One of the most significant improvements in the AMD CDNA 4 architecture lies within the Matrix Cores. Building on the industry trend towards reduced precision, the AMD CDNA 4 CUs introduce instruction and hardware support for industry-standard micro-scaling formats including MXFP8, MXFP6, and MXFP4. Additionally, the extra resources afforded by the N3P process were invested in doubling the execution resources for compact data types that are 16-bits and smaller as illustrated in Table 1 below. The combination of these two improvements means that each CU nearly quadruples the number of operations that can be performed in a single cycle, as illustrated in the chart below, a massive increase in capabilities for machine learning compared to the prior generation (FP4/FP8).<sup>MI350-005</sup> The prior generation featured full hardware support for the proprietary TF32 numerical format. After extensive discussion with customers and the ecosystem, this has been moved out of hardware and is supported through software emulation utilizing the BF16 datatype.

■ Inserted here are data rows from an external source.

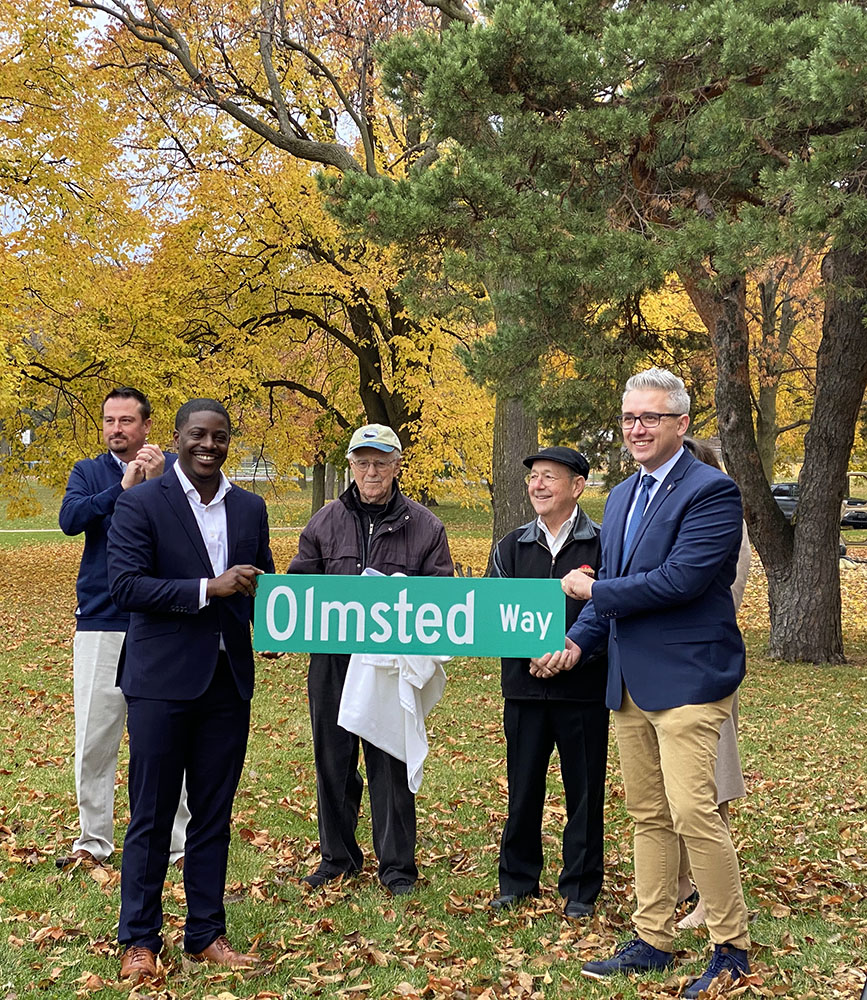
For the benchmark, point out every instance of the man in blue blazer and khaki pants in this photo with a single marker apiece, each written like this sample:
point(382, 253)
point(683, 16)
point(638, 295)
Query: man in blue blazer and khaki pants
point(670, 540)
point(184, 552)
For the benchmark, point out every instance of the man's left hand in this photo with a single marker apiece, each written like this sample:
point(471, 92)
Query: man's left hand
point(552, 664)
point(152, 460)
point(577, 584)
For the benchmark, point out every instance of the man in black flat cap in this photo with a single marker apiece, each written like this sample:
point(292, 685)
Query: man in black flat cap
point(567, 711)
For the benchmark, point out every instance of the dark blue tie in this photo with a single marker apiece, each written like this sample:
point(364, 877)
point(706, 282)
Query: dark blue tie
point(637, 515)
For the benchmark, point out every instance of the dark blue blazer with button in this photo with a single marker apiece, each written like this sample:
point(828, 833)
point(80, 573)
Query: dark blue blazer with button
point(668, 615)
point(156, 558)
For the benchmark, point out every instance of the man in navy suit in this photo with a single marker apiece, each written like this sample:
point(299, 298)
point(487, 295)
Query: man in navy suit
point(670, 540)
point(184, 552)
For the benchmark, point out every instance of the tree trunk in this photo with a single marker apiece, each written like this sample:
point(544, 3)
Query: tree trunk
point(806, 617)
point(766, 427)
point(516, 435)
point(801, 561)
point(318, 499)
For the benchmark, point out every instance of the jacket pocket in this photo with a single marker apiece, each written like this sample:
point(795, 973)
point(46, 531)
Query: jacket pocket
point(147, 630)
point(708, 633)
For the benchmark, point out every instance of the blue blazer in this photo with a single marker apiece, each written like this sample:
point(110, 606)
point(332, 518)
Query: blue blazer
point(156, 558)
point(669, 618)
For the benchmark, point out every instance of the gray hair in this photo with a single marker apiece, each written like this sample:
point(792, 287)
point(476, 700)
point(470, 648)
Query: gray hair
point(659, 378)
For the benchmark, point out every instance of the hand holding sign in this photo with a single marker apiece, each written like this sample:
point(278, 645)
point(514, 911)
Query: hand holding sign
point(236, 580)
point(578, 583)
point(552, 664)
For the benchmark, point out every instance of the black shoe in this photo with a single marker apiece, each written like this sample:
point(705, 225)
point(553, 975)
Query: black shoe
point(508, 900)
point(319, 878)
point(726, 958)
point(634, 956)
point(403, 887)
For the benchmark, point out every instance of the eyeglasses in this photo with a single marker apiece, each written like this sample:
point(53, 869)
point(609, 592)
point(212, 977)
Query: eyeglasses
point(534, 478)
point(363, 464)
point(648, 420)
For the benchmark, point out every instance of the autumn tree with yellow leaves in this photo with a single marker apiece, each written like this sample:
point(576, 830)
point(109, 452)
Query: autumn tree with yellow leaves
point(225, 276)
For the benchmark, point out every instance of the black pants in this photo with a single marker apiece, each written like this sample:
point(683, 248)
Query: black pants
point(339, 786)
point(579, 730)
point(207, 737)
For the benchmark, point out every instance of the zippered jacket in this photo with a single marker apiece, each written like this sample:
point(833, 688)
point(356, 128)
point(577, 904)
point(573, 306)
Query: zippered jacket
point(341, 538)
point(524, 553)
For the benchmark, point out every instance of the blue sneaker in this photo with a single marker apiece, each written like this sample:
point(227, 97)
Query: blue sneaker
point(634, 956)
point(726, 958)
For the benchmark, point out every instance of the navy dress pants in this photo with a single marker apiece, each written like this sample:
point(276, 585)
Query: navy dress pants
point(207, 737)
point(339, 786)
point(579, 730)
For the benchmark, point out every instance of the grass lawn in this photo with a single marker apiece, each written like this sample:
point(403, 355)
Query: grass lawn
point(801, 831)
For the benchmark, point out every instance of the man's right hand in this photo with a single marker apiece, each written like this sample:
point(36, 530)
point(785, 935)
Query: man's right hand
point(236, 580)
point(133, 474)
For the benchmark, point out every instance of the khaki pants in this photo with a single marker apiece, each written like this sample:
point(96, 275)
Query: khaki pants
point(100, 713)
point(668, 760)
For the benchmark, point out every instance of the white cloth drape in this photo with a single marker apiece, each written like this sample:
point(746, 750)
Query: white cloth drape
point(385, 700)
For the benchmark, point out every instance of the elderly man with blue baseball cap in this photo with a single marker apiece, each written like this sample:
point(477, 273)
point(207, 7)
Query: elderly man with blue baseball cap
point(370, 525)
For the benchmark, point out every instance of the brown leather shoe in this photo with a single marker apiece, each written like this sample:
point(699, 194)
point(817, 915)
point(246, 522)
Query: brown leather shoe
point(220, 952)
point(83, 858)
point(138, 963)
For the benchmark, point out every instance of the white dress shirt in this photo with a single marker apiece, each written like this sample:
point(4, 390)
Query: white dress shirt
point(555, 543)
point(658, 476)
point(211, 519)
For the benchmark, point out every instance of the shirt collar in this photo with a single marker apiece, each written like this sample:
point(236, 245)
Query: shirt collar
point(664, 469)
point(192, 493)
point(564, 528)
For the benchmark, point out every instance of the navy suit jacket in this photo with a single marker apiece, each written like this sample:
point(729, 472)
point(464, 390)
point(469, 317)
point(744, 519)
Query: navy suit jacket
point(156, 558)
point(668, 616)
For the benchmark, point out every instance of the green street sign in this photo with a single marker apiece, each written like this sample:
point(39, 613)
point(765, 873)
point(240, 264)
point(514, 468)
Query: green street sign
point(444, 616)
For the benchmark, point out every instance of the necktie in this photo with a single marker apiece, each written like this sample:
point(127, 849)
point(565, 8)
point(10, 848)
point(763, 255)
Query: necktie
point(637, 515)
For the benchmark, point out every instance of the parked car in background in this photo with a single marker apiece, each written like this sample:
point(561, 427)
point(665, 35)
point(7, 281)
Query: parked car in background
point(786, 496)
point(854, 513)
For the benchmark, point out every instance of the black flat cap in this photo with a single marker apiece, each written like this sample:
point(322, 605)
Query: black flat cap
point(572, 459)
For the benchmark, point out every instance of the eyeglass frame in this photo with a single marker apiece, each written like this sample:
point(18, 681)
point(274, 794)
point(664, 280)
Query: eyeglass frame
point(634, 418)
point(532, 477)
point(380, 465)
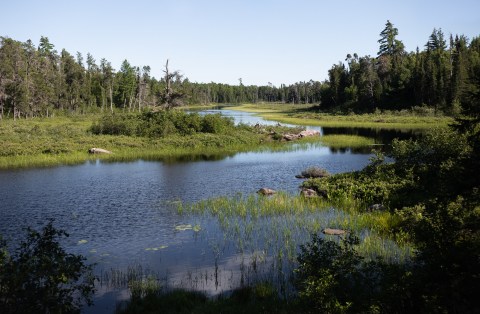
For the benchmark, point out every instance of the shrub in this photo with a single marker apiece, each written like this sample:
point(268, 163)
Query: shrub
point(215, 123)
point(42, 278)
point(315, 172)
point(115, 124)
point(333, 278)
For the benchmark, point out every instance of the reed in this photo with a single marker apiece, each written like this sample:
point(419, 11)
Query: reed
point(346, 141)
point(301, 115)
point(66, 140)
point(279, 224)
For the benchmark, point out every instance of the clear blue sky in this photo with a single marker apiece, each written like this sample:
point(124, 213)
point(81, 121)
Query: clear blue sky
point(259, 41)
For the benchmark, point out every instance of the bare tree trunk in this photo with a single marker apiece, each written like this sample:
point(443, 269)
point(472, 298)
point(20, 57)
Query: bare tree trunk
point(111, 99)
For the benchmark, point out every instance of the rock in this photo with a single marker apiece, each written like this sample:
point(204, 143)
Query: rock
point(266, 191)
point(290, 137)
point(330, 231)
point(375, 207)
point(98, 151)
point(308, 133)
point(309, 193)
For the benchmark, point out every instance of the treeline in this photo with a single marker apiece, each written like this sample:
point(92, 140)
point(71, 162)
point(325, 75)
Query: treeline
point(436, 77)
point(36, 80)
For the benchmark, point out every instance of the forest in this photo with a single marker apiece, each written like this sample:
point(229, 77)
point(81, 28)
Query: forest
point(426, 188)
point(37, 80)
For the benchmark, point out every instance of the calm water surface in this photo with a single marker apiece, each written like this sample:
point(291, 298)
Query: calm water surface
point(124, 215)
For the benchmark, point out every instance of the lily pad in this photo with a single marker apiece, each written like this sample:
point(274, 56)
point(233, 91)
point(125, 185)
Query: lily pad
point(196, 228)
point(183, 227)
point(156, 248)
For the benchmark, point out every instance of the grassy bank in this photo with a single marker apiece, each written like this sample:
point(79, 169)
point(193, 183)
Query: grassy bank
point(66, 140)
point(302, 115)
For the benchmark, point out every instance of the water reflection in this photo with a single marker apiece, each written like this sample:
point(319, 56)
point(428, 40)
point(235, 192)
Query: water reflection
point(116, 211)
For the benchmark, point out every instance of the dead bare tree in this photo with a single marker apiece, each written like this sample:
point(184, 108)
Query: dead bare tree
point(171, 97)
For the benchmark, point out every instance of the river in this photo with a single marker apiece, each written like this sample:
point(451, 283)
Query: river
point(123, 216)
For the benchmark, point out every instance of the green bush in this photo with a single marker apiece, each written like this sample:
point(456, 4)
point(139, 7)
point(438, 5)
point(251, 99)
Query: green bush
point(162, 123)
point(40, 277)
point(116, 124)
point(333, 278)
point(215, 123)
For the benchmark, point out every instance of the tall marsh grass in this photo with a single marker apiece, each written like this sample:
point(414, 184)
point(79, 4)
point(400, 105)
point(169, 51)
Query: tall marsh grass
point(280, 223)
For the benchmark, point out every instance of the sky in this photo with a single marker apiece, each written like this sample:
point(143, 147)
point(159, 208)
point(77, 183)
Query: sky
point(259, 41)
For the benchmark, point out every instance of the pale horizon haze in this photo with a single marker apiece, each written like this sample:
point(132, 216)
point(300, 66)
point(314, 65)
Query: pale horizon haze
point(260, 41)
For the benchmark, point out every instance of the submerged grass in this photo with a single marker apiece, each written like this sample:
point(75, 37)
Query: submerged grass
point(280, 223)
point(299, 115)
point(45, 142)
point(342, 141)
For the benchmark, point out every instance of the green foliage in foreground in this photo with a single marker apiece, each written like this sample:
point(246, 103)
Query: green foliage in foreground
point(258, 299)
point(433, 189)
point(40, 277)
point(334, 278)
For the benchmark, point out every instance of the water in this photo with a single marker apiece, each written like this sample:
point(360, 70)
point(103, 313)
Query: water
point(124, 214)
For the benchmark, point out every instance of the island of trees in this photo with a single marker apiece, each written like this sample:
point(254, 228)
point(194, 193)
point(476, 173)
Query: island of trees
point(431, 190)
point(36, 80)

The net result is that the computational throughput has doubled in the AMD CDNA 4 Architecture for low precision AI focused numerical data formats while achieving the same accuracy for most models.

| Computation                 | MI300X<br>(FLOPS/clock/CU) | MI355X<br>(FLOPS/clock/CU) | MI300X<br>(Peak Theoretical) | M1355X<br>(Peak Theoretical) | MI355X Peak<br>Speedup |
|-----------------------------|----------------------------|----------------------------|------------------------------|------------------------------|------------------------|
| Vector FP64                 | 128                        | 128                        | 81.7 TF                      | 78.6 TF                      | ~0.96x                 |
| Vector FP32                 | 256                        | 256                        | 163.4 TF                     | 157.3 TF                     | ~0.96x                 |
| Vector FP16                 | 256                        | 256                        | 163.4 TF                     | 157.3 TF                     | ~0.96x                 |
| Matrix FP64                 | 256                        | 128                        | 163.4 TF                     | 78.6 TF                      | ~0.5x                  |
| Matrix FP32                 | 256                        | 256                        | 163.4 TF                     | 157.3 TF                     | ~0.96x                 |
| Matrix FP16   FP16 Sparsity | 2048                       | 4096                       | 1.3 PF   2.6 PF              | 2.5 PF   5.0 PF              | 1.9x                   |
| Matrix BF16   BF16 Sparsity | 2048                       | 4096                       | 1.3 PF   2.6 PF              | 2.5 PF   5.0 PF              | 1.9x                   |
| Matrix FP8   FP8 Sparsity   | 4096                       | 8192                       | 2.6 PF   5.2 PF              | 5.0 PF   10PF                | 1.9x                   |
| Matrix INT8   INT8 Sparsity | 4096                       | 8192                       | 2.6 POPs   5.2 POPs          | 5.0 POPs   10 POPs           | 1.9x                   |
| Matrix FP6   FP6 Sparsity   | NA                         | 16834                      | NA                           | 10 PF   20 PF                | NA                     |
| Matrix FP4   FP4 Sparsity   | NA                         | 16834                      | NA                           | 10 PF   20 PF                | NA                     |
| Matrix INT4   INT4 Sparsity | 4096                       | 8192                       | 2.6 POPs   5.2 POPs          | 5.0 POPs   10 POPs           | 1.9x                   |

Table 1. Generational theoretical peak compute comparison for numerical formats and throughput between AMD Instinct™ MI355X GPUs and Instinct MI325X GPUs.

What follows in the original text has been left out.